Dies war ein weiterer Schwerpunkt der Cluster-Mission, die in den letzten anderthalb Jahrzehnten versucht hat zu untersuchen, wie diese Ionen verloren gehen, woher sie kommen und dergleichen. Philippe Escoubet, ESA-Projektwissenschaftler für die Cluster-Mission, sagte:

Im Wesentlichen müssen wir herausfinden, wie kaltes Plasma in die Magnetopause gelangt. Dies hat einige verschiedene Aspekte. Wir müssen wissen, welche Prozesse mit dem Transport dorthin verbunden sind, wie diese Prozesse vom dynamischen Sonnenwind und den Bedingungen der Magnetosphäre abhängen und woher das Plasma überhaupt kommt - stammt es aus der Ionosphäre, der Plasmasphäre oder irgendwo anders?
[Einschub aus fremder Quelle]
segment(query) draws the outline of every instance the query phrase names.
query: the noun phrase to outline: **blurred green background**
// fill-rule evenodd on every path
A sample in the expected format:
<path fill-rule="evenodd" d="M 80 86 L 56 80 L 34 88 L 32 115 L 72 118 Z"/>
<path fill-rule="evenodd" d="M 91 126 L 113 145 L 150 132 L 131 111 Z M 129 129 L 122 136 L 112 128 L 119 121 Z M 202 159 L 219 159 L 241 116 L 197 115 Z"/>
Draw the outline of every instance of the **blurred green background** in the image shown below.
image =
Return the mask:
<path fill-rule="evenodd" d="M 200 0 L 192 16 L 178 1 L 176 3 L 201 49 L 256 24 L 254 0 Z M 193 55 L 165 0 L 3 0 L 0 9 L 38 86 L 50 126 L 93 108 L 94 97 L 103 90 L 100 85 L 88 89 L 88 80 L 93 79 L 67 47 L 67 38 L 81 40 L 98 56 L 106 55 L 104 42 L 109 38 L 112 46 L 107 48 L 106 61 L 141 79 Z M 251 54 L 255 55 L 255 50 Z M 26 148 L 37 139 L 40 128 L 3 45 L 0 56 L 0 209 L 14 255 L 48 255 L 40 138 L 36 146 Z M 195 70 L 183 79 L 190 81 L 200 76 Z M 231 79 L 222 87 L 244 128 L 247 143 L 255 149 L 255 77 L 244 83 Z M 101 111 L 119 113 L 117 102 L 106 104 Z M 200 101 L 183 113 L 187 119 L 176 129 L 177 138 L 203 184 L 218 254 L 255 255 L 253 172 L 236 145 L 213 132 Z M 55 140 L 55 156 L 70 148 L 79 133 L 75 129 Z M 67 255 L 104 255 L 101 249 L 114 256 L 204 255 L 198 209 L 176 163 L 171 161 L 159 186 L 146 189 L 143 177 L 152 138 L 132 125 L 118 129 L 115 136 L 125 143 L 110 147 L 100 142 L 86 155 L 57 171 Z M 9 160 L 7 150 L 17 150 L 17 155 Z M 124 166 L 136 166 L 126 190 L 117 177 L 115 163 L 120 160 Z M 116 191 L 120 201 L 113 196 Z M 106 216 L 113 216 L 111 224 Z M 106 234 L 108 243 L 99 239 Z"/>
Die Gründe für das Verständnis sind klar. Hochenergetische Partikel, normalerweise in Form von Sonneneruptionen, können eine Bedrohung für die weltraumgestützte Technologie darstellen. Darüber hinaus ist es auch bei der Weltraumforschung im Allgemeinen hilfreich zu verstehen, wie unsere Atmosphäre mit dem Sonnenwind interagiert. Betrachten Sie unsere gegenwärtigen Bemühungen, Leben jenseits unseres eigenen Planeten im Sonnensystem zu lokalisieren. Wenn es eine Sache gibt, die uns jahrzehntelange Missionen zu nahe gelegenen Planeten gelehrt haben, dann ist es, dass die Atmosphäre und die magnetische Umgebung eines Planeten entscheidend für die Bestimmung der Bewohnbarkeit sind.

In unmittelbarer Nähe zur Erde gibt es zwei Beispiele dafür: Mars, der eine dünne Atmosphäre hat und zu kalt ist; und Venus, deren Atmosphäre zu dicht und viel zu heiß ist. Im äußeren Sonnensystem fasziniert uns der Saturnmond Titan weiterhin, hauptsächlich wegen der ungewöhnlichen Atmosphäre. Als einziger Körper mit einer stickstoffreichen Atmosphäre neben der Erde ist er auch der einzige bekannte Planet, auf dem der Flüssigkeitstransfer zwischen Oberfläche und Atmosphäre stattfindet - allerdings mit Petrochemikalien anstelle von Wasser.

Darüber hinaus wird die Juno-Mission der NASA die nächsten zwei Jahre damit verbringen, Jupiters eigenes Magnetfeld und seine eigene Atmosphäre zu erkunden. Diese Informationen werden uns viel über den größten Planeten des Sonnensystems erzählen, aber es wird auch gehofft, etwas Licht auf die geschichtliche Planetenbildung im Sonnensystem zu werfen.

In den letzten fünfzehn Jahren konnte Cluster Astronomen viel darüber erzählen, wie die Erdatmosphäre mit dem Sonnenwind interagiert, und hat dazu beigetragen, Magnetfeldphänomene zu untersuchen, die wir erst zu verstehen begonnen haben. Und obwohl noch viel mehr zu lernen ist, sind sich die Wissenschaftler einig, dass das, was bisher aufgedeckt wurde, ohne eine Mission wie Cluster nicht möglich gewesen wäre.